Förderjahr 2018 / Stipendien Call #13 / ProjektID: 3844 / Projekt: Essays on Communities
In this essay we proposes that the degree to which communities show division of labor (i.e. specialization of contributors) is (co-)determined by the degree of generalized reciprocal behavior users can assume from one another. The mechanism that explains is that the norm of reciprocity can replace authority as a mechanism sanctioning free-riding in settings where there is no formal authority (i.e. OSS communities). In our analyses we find that (GitHub) community members do take co-specialized roles in their contribution behavior the more the latter can trust in their efforts being rewarded in kind.

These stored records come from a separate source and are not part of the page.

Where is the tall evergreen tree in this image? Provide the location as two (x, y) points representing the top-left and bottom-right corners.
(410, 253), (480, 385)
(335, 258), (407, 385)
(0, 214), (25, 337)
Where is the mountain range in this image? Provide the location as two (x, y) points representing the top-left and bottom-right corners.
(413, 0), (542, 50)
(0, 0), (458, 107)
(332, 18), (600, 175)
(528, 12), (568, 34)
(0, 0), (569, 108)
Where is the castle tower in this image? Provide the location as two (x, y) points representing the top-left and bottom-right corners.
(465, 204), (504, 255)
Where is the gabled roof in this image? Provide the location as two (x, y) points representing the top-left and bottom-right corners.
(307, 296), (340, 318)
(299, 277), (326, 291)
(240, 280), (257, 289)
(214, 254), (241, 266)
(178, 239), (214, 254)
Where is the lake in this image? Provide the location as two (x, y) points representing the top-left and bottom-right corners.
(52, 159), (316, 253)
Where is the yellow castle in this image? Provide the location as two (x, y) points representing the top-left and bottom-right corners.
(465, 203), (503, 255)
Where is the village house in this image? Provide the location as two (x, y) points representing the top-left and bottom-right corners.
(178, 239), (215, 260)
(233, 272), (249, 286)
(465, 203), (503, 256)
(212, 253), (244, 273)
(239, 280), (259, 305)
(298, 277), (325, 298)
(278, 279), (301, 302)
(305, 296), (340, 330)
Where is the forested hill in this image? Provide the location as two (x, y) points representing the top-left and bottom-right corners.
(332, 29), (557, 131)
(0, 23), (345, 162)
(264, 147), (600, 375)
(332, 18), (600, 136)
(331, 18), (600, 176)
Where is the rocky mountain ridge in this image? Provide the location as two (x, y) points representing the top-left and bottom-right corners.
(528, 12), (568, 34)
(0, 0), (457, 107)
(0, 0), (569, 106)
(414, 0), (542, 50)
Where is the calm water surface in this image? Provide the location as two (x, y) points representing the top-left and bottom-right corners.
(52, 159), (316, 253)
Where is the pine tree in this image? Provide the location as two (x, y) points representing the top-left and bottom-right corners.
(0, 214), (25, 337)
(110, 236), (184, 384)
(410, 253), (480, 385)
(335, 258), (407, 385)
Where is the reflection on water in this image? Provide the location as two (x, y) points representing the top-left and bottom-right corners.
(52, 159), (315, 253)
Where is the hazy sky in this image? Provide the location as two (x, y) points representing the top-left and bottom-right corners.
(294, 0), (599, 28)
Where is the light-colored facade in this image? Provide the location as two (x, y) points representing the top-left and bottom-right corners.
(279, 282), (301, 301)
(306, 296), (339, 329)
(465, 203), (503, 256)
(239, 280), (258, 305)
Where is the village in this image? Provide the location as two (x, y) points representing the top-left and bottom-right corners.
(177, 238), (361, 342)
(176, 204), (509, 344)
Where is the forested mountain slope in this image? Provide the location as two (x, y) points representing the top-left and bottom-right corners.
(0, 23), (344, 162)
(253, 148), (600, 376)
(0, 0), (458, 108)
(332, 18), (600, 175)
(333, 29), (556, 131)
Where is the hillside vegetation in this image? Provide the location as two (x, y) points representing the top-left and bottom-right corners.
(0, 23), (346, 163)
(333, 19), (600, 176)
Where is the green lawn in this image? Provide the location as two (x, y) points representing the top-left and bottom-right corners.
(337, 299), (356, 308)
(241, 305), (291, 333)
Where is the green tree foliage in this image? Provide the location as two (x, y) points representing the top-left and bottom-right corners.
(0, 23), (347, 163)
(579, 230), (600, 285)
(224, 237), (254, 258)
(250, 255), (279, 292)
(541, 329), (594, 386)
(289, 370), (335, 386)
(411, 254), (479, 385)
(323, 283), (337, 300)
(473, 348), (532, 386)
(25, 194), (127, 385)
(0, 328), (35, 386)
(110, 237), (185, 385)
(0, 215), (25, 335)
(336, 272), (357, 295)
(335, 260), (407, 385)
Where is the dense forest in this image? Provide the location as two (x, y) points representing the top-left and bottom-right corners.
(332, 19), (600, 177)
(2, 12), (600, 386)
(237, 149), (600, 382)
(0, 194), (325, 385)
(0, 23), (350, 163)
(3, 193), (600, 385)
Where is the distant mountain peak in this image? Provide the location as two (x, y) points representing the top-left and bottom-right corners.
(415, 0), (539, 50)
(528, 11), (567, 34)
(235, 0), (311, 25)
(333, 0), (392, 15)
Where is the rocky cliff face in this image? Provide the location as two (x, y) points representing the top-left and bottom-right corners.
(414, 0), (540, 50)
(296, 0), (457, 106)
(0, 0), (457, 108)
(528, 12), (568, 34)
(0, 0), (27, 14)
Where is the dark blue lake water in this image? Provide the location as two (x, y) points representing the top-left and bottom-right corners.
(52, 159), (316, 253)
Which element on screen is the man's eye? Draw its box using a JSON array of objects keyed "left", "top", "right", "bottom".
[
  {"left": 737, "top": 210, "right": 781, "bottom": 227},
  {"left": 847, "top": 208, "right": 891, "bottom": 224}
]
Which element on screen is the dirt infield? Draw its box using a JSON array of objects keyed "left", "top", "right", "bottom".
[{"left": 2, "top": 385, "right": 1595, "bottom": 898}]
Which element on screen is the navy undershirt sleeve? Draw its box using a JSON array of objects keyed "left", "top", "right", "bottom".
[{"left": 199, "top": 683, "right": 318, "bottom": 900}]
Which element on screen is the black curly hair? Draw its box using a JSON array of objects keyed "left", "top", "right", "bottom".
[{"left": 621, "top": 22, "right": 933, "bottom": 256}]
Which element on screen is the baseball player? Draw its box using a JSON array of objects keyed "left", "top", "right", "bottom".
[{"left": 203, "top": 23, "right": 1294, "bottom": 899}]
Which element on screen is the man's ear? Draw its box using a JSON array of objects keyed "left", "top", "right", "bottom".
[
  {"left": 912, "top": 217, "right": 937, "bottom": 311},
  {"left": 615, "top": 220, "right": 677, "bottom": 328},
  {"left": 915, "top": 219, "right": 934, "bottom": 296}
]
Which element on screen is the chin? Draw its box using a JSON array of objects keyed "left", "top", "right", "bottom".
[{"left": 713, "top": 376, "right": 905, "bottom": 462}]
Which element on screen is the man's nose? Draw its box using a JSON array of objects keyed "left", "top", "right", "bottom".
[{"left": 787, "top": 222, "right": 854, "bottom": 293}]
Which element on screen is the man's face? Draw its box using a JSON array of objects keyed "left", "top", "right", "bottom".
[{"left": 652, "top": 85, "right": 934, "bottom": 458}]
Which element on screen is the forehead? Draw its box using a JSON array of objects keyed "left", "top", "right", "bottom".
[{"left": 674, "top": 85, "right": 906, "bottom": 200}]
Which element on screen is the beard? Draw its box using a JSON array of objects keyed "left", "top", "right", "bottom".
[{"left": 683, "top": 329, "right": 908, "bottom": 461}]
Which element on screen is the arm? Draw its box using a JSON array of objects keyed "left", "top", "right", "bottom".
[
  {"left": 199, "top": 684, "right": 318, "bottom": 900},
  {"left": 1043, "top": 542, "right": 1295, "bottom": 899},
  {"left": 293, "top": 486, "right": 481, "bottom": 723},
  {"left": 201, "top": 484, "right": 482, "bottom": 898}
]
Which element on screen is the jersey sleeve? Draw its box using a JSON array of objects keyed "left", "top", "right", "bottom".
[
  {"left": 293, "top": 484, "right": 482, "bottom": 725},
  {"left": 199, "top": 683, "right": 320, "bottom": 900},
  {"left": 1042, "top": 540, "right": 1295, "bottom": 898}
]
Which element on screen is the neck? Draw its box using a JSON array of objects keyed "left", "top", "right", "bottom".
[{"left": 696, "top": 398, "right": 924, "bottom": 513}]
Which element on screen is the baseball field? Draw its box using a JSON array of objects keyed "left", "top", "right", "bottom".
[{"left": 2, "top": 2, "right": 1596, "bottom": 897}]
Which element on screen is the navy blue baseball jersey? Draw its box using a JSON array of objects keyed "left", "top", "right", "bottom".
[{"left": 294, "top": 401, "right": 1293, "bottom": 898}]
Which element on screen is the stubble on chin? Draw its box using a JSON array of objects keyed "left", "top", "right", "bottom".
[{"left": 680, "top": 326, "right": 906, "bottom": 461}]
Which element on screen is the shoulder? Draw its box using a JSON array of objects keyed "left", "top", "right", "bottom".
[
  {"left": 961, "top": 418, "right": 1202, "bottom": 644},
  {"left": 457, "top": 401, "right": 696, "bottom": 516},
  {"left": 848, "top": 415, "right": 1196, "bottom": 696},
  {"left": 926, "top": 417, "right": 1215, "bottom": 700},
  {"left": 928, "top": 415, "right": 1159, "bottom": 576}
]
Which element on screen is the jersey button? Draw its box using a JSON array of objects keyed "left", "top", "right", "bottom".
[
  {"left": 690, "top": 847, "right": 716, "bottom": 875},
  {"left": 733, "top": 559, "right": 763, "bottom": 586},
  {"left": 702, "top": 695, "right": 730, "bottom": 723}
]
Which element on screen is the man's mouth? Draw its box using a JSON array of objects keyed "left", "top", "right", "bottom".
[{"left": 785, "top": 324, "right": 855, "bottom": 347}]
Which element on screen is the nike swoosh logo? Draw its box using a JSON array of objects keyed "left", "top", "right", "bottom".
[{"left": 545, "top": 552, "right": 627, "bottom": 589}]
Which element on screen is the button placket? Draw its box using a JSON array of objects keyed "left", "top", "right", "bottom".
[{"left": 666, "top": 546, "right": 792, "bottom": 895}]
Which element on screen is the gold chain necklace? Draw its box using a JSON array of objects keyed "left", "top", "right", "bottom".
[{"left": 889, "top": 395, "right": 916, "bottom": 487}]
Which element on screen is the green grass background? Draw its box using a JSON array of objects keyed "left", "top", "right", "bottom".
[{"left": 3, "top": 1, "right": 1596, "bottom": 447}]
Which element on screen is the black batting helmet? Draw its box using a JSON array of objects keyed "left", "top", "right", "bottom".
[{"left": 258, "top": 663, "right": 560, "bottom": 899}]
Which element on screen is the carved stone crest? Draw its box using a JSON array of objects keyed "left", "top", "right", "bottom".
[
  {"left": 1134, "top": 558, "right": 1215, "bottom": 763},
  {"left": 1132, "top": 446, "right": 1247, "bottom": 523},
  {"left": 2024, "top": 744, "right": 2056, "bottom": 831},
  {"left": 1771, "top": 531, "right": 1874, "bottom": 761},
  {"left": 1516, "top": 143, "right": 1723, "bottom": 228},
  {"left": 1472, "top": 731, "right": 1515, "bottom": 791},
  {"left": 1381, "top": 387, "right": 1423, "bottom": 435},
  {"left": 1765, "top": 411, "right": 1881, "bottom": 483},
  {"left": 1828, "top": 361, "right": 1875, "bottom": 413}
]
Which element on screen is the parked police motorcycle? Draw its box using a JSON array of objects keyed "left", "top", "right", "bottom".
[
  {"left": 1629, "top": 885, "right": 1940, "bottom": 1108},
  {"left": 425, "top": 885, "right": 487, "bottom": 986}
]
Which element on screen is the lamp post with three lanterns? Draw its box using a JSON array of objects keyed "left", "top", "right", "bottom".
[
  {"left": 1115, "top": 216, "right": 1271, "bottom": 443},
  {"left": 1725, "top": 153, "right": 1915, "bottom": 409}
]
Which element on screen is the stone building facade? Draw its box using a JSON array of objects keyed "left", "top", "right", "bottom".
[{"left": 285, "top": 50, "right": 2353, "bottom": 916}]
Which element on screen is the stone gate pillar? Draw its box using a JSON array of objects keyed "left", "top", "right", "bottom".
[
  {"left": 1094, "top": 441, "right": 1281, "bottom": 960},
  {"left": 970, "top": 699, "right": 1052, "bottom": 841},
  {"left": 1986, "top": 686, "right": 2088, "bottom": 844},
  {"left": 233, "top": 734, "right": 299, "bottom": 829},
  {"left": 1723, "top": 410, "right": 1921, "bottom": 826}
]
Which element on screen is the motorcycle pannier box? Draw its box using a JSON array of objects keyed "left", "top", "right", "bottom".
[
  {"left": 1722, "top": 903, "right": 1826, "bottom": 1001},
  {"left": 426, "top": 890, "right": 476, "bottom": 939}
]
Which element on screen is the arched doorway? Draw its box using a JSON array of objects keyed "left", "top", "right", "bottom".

As a next step, we suggested that the degree of how efficient the division of labor will be varies across different GitHub sub-communities. Our moderation analyses show that higher degree of monitoring on a project (measures as number of watchers a project has) facilitates stronger expectation of generalized reciprocity behavior among project members ( = owner is expected to focus on a project development and growth rather than generally giving-away code back to the community). Moreover, we find support that co-specialization among project members is stronger on projects which have a higher diversity in users’ tenures with the platform (which proxies for OS programming experience and in part captures coding skills) and users’ coding skills (measured as the rate of accepted by third parties code patches). Our moderation results help firms, which are willing to engage with OSS in order to get complementary innovation assets, to choose at the first glance which sub-communities/projects might be more efficient and thus highly attractive for collaboration.
Currently, we are refining the theory and contribution sections of the paper based on the results we found.